Travor von Stein heard of the story of a woman named Marion Stokes who spent decades recording television shows, tape after tape, in her home. "I just sort of tingled," he says. "I understood this woman a little bit."

Von Stein also had somewhat a hoarding impulse, though most of what he kept was digital. And since he believed in Stokes' mission “from one kindred spirit to another," he says, "I thought we had to do it justice."

He then became a volunteer at the Internet Archive, a nonprofit organization that plans to digitize and make public the 40,000 tapes Stokes left behind when she passed away in 2012. He's spent six weeks immersed the first of those recordings: About 60 episodes of Input, a television show that Stokes (then Marion Metelits) co-produced between 1968 and 1971 for a local CBS Network affiliate.
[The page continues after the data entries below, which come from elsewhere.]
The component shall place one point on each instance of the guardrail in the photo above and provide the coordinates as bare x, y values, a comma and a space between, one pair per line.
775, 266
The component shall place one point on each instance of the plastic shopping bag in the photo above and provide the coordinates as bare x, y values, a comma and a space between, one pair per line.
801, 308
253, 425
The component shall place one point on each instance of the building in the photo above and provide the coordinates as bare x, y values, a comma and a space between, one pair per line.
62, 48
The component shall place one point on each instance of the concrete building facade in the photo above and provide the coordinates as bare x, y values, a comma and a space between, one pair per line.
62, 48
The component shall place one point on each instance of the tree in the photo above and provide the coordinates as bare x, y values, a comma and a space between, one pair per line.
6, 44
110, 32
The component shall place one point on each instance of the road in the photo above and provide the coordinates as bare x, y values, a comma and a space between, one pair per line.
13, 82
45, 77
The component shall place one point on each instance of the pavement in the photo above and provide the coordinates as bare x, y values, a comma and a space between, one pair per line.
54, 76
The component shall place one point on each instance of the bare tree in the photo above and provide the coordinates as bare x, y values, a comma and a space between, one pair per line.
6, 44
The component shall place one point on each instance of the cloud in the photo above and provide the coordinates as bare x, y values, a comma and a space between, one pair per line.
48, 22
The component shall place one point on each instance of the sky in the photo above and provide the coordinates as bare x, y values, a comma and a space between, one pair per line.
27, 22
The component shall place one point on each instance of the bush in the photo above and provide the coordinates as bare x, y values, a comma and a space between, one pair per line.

Those episodes are now on the Internet Archive website for anyone to download.



Making Input publicly available is only a very small first step toward completing the massive task the Internet Archive took on when it accepted Stokes’s collection. To preserve the tapes, each one needs to be played back on a cassette reader, which takes time. In addition to preserving the actual footage, people have to input meta-data that can help other people explore the footage. Simply cataloging 537 VHS tapes on a spreadsheet for a sample inventory took an Internet Archive employee about 16 hours.

Many of the tapes are recorded on Betamax tapes, and the machines that can play them are almost extinct: “There are a limited set of those available in the universe,” explains Roger Macdonald, the director of the Internet Archive’s Television arm. “So we’ve started trolling eBay and the like, keeping an eye out for them, starting to purchase them and looking for people who can repair them.”

Macdonald estimates that digitizing the collection will cost more than $500,000, and most of that money still needs to be raised. The Archive is currently relying mostly on volunteers like von Stein.